Most of my patients want a quick fix for sleep. It might take 12 weeks before they’ve improved their sleep, but it usually takes much less than that. I use different types of non-scheduled medication to help them get sleep [immediately, as well as] supplements and other tools, and then use the app in tandem. I’ve had several CEOs, attorneys, etc, come to me for sleep issues that know they're smart and have read about sleep hygiene, but then a particular module just got them. I get to see it on the clinician dashboard. I see that in module 2, she went from poor sleep efficacy to much higher. I ask her how that feels, how it's sustainable, and bring that to the therapeutic alignment.

There have been some barriers in adopting and adapting with PDTs [prescription digital therapeutics]. There’s a concern as far as how we're going to get this paid for. There's some attention deficit—prescription digital therapeutics for kids that I know some parents are apt to pay out of pocket for because they work well. [Paying out of pocket is] not [common for] every patient. Most of this is based on some sort of cognitive-behavioral therapy, and payers tend to pay for therapy but not algorithmize therapy through a prescription digital therapeutic at this time. [Both payers and prescribers are barriers.] This can't be prescribed by a therapist or nutritionist. It can't be prescribed by a nurse. It must be prescribed by someone who has their license to prescribe medications. What do prescribers know about PDTs? When I've brought this to message boards and ask, “What does everyone feel about a prescription digital therapeutic?” something like 60–80% of the physicians and psychiatrists responded {~100 people], said they don't know enough about them.

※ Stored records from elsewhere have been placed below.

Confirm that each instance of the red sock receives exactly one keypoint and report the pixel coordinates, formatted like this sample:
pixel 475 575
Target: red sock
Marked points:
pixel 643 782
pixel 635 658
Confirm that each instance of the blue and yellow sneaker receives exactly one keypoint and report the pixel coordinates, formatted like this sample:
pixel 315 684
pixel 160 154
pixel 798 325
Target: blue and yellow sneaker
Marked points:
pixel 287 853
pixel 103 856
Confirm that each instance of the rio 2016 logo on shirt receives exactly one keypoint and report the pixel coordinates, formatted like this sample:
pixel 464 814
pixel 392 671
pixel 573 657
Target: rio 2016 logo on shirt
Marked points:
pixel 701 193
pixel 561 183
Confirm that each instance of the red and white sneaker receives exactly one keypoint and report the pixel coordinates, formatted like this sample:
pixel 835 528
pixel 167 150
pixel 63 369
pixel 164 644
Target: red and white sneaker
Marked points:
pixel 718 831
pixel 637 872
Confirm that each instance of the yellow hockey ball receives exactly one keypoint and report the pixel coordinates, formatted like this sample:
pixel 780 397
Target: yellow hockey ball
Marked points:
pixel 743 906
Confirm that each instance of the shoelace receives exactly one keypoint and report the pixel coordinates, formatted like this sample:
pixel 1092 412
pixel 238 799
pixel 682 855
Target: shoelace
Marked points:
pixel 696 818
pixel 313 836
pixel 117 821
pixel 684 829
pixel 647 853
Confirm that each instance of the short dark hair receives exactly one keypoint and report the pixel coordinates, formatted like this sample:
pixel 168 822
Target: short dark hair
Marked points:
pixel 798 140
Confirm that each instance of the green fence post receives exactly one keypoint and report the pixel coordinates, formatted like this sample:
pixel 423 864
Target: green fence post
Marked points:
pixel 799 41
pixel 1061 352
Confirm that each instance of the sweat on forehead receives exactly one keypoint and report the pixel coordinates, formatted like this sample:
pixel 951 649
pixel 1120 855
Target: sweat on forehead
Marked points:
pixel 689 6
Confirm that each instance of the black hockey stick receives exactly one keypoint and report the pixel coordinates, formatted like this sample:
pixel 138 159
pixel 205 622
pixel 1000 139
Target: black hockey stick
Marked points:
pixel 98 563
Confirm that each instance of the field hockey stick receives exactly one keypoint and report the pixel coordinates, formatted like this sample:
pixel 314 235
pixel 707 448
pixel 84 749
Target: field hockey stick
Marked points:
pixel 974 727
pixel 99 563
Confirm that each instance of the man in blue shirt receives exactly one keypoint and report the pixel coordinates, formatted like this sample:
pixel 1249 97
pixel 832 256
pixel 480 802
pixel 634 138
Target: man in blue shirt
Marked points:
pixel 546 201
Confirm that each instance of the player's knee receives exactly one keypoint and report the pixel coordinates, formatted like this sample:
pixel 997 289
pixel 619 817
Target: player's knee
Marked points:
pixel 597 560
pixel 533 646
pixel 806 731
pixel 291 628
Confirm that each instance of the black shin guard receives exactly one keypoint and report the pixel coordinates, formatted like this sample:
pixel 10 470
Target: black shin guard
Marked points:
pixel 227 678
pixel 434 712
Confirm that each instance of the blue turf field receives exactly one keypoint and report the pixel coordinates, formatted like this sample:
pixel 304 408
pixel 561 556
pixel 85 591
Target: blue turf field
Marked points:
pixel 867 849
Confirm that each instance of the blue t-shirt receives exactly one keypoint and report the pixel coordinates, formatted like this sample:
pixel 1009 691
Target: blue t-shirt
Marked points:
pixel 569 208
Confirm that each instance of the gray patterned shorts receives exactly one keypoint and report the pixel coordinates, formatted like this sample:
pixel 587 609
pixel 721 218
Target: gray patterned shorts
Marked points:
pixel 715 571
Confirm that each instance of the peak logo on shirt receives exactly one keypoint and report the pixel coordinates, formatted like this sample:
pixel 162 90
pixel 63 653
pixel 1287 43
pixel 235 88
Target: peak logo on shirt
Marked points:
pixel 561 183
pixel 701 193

Trainings are essential. This started in 2016; it's new, and if we don't learn it in medical school, we're not going to use it in our practice unless we get access to it or hear success stories. If we don't have a mentor during medical school or residency that is teaching us, we're not going to use it. To have adoption of PDTs, we need great messaging with the prescribers but to also let the patients lead the way. We're at the beginning of the wave, and we've got some more education to do.

This transcript has been edited for clarity.